To begin with, it is worth making some comments. Given a probability space $(\Omega,\mathcal{U},\textbf{P})$, we can think of $\mathcal{U}$ as the information we have at hand related to the random phenomenon we are interested in. More precisely, the $\sigma$-algebra $\mathcal{U}$ tells us what are the events that we can observe the occurrence of. So, when one considers a sub-$\sigma$-algebra $\mathcal{V}\subseteq\mathcal{U}$, we are restricting the information about the random phenomenon we are studying.
Based on such interpretation, we can consider the conditional expectation $\textbf{E}[X\mid\mathcal{V}]$ as the random variable which best approximates $X$ based on the knowledge of $\mathcal{V}\subseteq\mathcal{U}$. This means that $Y := \textbf{E}[X\mid\mathcal{V}]$ should be $\mathcal{V}$-measurable and both $Y$ and $X$ should coincide (in average) at every given measurable set $A\in\mathcal{V}$. That is why $\textbf{E}[X\mid\mathcal{U}]$ equals $X$: the best approximation of $X$ given all the knowledge of $X$ is the random variable $X$ itself.
In order to make it clearer, let us consider the particular case where $Y$ is a simple random variable.
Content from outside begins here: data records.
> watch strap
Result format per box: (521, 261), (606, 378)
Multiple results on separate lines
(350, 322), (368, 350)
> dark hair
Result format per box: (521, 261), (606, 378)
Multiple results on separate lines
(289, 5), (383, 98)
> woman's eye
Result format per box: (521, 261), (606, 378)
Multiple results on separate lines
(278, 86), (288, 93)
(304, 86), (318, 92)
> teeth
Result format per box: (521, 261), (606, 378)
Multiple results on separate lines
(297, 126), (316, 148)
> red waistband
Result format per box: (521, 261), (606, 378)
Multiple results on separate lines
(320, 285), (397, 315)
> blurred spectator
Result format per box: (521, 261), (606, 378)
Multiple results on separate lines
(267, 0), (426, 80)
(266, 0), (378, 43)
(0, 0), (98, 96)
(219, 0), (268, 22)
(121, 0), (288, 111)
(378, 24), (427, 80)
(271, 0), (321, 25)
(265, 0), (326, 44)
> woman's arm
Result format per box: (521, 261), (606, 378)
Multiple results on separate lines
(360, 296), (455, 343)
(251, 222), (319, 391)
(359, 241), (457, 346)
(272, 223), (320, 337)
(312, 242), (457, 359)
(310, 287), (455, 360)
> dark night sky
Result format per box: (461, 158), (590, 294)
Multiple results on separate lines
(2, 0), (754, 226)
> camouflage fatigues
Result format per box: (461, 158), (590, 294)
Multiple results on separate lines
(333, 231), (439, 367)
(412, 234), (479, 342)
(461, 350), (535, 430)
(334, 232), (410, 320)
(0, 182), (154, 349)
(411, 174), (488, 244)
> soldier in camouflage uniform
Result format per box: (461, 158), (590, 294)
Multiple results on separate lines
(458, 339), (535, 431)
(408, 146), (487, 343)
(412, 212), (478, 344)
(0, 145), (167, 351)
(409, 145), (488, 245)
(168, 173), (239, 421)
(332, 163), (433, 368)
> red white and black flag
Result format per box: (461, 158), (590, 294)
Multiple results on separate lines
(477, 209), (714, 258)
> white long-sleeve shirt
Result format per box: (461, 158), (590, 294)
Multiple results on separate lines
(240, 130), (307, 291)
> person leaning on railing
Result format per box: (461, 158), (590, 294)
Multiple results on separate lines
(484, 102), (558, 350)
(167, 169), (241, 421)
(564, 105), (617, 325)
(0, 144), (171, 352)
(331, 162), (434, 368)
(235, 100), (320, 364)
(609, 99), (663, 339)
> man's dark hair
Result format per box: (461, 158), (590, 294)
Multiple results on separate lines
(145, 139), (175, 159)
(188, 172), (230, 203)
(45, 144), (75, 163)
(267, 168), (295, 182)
This means that we can express $Y$ as a linear combination of indicator functions of measurable sets which partitions the sample space $\Omega$:
\begin{align*}
Y(\omega) = \sum_{i=1}^{n}y_{i}1_{D_{i}}(\omega)
\end{align*}
In such context, if we let that $\mathcal{D}_{Y} = \{D_{1},D_{2},\ldots,D_{n}\}$, then the conditional expectation is given by:
\begin{align*}
\textbf{E}[X\mid Y](\omega) = \textbf{E}[X \mid \mathcal{D}_{Y}](\omega) = \sum_{i=1}^{n}\textbf{E}[X\mid D_{i}]1_{D_{i}}(\omega)
\end{align*}
In other words, we are approximating $X$ by $\textbf{E}[X\mid D_{i}]$ for every $\omega\in D_{i}$. This is not a good approximation, because we are approximating $X$ by a constant at each $D_{i}$, but it is the best approximation among such type of approximations.
Generally speaking, given a probability space $(\Omega,\mathcal{U},\textbf{P})$ where $X$ is $\mathcal{U}$-measurable, $Y$ is $\mathcal{V}$-measurable and $\mathcal{V}\subseteq\mathcal{U}$, we can define the conditional expectation as follows:
\begin{align*}
\textbf{E}[X\mid Y] = \textbf{E}[X\mid\sigma(Y)]
\end{align*}
where $\sigma(Y)$ is the $\sigma$-algebra generated by $Y$. Based on such definition, you can recover the usual definition of conditional expectation that you are acquainted to.
Finally, as @OliverDíaz has mentioned, you can formalize what has been discussed in terms of the best approximation related to the quadratic mean of the difference.